Jane laughed as she watched Elizabeth pat the snow into a ball and look about for their cousins. The family had just finished delivering St. Stephen’s Day boxes to the tenants and the Gardiner children were filled with unreleased energy. With the fresh layer of snow which had fallen while they were making their deliveries, Elizabeth had suggested they allow the children to expend their exuberance before returning home where Mrs. Bennet might be apt to scold. The rest of the family had eagerly returned to the carriage and promised to have hot tea and chocolate waiting for them.
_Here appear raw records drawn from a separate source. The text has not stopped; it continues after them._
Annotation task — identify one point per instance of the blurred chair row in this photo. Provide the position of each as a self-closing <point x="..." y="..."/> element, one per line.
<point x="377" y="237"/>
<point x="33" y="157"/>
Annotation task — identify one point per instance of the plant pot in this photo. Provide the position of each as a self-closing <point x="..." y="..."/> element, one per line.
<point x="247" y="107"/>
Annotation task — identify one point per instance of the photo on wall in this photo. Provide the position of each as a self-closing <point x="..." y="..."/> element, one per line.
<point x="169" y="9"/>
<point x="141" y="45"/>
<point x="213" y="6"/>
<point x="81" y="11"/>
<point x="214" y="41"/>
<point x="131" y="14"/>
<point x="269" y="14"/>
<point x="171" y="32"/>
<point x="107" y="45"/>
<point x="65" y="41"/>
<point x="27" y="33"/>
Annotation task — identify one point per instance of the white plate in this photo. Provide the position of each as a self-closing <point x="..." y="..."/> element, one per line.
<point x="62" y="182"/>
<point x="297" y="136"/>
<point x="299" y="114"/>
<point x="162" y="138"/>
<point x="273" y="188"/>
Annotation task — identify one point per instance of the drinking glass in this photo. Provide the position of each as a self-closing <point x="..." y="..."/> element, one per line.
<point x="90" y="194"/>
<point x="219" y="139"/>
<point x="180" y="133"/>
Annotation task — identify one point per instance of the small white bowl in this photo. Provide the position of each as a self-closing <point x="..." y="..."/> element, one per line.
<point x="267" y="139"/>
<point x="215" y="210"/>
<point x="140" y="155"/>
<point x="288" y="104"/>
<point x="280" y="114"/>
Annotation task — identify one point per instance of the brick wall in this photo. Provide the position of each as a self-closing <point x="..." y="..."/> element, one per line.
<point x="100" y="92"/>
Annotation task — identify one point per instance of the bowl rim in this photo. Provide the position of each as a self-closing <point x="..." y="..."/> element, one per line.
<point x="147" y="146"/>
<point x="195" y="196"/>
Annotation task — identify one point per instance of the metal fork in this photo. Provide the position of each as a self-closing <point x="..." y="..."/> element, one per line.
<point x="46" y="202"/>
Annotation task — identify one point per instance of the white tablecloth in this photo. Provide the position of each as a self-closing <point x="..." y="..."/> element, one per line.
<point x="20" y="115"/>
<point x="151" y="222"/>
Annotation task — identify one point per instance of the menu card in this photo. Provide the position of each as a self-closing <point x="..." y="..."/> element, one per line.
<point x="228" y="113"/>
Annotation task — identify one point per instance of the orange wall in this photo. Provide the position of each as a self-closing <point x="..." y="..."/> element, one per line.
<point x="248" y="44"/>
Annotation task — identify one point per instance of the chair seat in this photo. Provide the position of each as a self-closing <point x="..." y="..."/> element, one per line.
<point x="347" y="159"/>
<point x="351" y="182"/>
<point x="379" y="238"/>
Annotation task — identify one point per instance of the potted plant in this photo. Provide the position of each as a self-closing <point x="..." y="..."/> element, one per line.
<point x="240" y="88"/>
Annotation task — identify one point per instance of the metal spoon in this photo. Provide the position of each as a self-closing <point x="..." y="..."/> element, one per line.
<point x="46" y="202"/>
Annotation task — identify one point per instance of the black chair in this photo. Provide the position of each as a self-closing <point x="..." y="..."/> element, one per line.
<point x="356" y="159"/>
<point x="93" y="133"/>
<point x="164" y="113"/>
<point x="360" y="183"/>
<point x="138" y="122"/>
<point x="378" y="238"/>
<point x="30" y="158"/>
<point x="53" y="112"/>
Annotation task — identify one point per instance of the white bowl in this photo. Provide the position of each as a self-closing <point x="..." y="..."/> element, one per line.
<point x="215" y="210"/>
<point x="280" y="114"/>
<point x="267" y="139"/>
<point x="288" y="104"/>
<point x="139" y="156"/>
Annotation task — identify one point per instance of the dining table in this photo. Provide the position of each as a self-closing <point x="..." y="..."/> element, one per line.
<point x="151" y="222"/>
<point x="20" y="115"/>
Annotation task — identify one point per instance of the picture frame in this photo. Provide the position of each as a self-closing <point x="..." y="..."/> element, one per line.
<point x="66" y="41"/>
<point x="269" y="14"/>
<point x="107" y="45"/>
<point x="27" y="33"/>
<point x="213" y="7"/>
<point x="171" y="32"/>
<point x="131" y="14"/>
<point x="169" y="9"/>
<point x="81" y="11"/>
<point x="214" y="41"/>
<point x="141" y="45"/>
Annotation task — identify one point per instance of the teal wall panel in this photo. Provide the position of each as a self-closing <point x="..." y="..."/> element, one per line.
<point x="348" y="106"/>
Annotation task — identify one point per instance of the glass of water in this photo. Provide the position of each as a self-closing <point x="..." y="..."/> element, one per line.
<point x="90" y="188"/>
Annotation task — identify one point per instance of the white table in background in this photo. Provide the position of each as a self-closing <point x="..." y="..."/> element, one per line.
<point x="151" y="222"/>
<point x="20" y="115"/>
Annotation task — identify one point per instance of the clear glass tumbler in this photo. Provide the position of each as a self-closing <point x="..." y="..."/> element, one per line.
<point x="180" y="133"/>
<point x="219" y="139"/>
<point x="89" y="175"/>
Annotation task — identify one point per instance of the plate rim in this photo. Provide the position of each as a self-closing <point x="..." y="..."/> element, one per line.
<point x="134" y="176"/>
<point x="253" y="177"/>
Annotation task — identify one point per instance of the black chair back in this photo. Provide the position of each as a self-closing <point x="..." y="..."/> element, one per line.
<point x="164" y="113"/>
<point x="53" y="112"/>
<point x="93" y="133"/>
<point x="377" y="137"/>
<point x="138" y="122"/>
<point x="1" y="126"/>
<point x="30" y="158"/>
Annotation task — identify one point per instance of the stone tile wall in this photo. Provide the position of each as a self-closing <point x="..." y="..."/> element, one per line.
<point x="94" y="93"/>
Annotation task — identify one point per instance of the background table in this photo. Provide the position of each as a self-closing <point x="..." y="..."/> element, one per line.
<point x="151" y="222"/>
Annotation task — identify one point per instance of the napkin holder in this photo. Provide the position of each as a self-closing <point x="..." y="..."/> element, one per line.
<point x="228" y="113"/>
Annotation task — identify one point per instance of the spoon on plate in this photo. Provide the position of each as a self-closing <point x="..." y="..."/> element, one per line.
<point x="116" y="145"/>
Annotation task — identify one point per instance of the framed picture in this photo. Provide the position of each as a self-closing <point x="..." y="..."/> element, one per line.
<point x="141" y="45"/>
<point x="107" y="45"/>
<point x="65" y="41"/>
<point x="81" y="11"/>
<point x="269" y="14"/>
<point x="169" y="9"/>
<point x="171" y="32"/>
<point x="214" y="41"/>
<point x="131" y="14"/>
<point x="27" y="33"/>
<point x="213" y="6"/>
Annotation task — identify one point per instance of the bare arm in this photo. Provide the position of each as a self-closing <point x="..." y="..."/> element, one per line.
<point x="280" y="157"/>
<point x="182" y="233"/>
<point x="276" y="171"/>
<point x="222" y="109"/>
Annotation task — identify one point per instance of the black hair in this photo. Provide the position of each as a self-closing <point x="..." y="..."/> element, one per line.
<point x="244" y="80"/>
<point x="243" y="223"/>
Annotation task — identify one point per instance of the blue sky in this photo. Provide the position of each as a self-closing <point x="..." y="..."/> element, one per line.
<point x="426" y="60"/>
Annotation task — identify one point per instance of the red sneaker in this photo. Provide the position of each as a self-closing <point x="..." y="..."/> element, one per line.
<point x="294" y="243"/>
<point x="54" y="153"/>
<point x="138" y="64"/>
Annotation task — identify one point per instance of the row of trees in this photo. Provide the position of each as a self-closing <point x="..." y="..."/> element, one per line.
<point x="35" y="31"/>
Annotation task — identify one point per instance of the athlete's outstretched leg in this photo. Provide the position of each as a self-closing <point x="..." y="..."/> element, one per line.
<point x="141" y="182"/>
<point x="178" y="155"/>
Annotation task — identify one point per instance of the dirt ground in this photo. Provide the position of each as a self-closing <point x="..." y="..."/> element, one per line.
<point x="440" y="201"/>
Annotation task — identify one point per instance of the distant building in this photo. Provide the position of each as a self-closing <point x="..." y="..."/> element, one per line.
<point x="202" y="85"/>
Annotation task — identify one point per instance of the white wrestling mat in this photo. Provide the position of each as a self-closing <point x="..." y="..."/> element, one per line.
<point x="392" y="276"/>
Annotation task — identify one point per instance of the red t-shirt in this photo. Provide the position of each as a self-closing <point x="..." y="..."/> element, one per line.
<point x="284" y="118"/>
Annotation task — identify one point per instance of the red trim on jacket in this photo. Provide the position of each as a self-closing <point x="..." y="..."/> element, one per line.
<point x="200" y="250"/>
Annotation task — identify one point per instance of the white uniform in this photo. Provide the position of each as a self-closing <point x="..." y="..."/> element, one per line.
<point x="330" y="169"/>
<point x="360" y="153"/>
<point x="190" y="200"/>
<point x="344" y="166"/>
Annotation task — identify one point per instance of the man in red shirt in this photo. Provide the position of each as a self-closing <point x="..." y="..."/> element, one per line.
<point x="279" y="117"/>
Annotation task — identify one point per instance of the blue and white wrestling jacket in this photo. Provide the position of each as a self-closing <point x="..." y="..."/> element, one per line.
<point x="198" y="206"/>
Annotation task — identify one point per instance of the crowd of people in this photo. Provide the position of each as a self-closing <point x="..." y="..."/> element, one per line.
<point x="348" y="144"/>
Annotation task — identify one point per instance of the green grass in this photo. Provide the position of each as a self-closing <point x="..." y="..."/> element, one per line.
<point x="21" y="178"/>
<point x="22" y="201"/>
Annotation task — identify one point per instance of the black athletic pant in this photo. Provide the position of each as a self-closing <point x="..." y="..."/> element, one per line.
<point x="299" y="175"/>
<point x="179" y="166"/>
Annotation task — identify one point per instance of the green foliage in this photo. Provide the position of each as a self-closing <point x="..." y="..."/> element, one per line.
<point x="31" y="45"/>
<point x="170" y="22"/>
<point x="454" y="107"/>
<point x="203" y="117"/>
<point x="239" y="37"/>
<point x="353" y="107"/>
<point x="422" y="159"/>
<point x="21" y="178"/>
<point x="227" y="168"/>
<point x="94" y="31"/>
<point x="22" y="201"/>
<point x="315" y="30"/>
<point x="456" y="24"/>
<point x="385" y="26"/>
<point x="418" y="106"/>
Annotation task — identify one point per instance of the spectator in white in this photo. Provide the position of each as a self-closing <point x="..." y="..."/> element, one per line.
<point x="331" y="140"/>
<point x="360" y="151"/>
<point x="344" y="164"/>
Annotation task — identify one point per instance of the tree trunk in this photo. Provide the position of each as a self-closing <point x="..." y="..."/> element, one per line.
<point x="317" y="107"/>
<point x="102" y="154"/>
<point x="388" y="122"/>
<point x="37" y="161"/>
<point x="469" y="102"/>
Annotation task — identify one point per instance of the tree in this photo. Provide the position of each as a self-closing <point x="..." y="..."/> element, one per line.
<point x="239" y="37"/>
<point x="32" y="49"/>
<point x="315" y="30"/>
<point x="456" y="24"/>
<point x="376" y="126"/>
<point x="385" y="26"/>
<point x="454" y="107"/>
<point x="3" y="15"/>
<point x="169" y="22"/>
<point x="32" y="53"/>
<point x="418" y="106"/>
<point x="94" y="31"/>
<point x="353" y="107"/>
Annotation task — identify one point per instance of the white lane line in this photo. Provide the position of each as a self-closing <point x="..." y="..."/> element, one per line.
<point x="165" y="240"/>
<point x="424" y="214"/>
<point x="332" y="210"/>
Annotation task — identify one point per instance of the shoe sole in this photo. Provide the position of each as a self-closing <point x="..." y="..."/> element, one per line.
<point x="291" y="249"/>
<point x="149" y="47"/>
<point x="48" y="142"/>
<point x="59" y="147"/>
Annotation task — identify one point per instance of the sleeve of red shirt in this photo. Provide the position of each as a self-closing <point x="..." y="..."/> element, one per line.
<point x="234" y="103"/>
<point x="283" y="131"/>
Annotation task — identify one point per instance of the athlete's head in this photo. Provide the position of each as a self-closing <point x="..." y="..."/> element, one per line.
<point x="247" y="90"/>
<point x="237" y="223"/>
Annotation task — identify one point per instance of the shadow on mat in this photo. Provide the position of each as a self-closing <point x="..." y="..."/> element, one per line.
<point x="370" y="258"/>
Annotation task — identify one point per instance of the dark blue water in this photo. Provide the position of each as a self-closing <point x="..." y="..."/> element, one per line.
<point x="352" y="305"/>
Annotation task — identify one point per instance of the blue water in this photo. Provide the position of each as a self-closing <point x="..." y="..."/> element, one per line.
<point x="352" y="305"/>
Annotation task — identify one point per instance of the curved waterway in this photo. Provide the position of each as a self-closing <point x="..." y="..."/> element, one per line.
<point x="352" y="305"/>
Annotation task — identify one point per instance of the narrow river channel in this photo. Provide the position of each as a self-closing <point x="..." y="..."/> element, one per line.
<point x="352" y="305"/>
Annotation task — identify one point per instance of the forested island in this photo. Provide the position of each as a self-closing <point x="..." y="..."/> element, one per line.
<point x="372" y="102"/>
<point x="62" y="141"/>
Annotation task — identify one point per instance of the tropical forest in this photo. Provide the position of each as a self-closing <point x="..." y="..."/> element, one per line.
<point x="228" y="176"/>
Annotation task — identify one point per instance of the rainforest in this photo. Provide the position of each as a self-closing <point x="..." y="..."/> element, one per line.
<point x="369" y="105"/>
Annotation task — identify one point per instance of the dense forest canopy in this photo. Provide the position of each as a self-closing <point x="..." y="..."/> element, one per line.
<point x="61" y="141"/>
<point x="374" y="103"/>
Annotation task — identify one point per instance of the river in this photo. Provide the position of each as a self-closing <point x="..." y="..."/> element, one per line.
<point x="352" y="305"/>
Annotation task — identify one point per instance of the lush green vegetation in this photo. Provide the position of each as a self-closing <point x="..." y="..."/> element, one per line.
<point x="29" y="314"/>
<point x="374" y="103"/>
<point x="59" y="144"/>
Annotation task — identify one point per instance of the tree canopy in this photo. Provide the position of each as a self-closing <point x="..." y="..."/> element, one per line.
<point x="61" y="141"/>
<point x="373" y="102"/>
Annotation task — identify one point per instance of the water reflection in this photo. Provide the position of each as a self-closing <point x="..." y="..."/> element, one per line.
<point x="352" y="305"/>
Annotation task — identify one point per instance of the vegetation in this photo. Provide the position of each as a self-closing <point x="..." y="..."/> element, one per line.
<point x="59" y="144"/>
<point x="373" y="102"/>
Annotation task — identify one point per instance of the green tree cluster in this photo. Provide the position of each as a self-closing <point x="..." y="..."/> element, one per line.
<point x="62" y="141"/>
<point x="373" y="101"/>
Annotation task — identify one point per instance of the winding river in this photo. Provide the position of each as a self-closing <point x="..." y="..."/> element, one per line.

With a soft sigh, Jane raised her head to the sky and felt the cool touch of the lacy flakes against her cheeks. The snow was light and intermittent, leaving little more than a dusting on top of the small accumulation from the previous night. It was enough to inspire the desire to play, but not to hinder travel. Soft thuds sounded behind her and she realized the battle had begun. She lowered her gaze to watch as her sister and cousins alternated between hiding behind bushes and trees, and throwing their snowballs at one another. For a moment her heart lightened seeing Elizabeth’s surprised countenance when Sarah, their eldest cousin, struck her with a well-aimed projectile. Her laughter caught in her throat when another struck herself square in the chest.

“Ah, and I thought I was the judge. When did I become a target?” Jane bent over and scooped up a handful of snow. Lobbing it toward her cousin, she turned to run for cover but was stopped short when she ran into an immovable object and felt arms wrap about her to steady her.

Her eyes fastened upon the fine winter coat and blue scarf before they travelled slowly upward to take in the gentleman’s smiling countenance.

“I had hoped to see you today, but had not thought I would be as fortunate as this.” Mr. Bingley chuckled.

He had yet to release her and Jane was uncertain how to respond. The last letter from his sister had declared Mr. Bingley nearly engaged to Miss Darcy and determined not to return to Hertfordshire that winter. Yet here he was.

Splat! Splat!

Mr. Bingley nearly lifted her off the ground and deposited her behind the closest tree, standing to the side to protect her from any other attacks. The reminder of the snowball fight seemed to finally break her from her dismay.

“Why are you here, sir?” Perhaps it was not the most polite way to greet him, but a bit of disbelief still lingered.

His smile slipped and a line formed between his brows. “Do you wish me to go?”

“No!” Jane cleared her throat and stood taller. “That is, it is not my place to dictate your actions, sir. You are your own man.”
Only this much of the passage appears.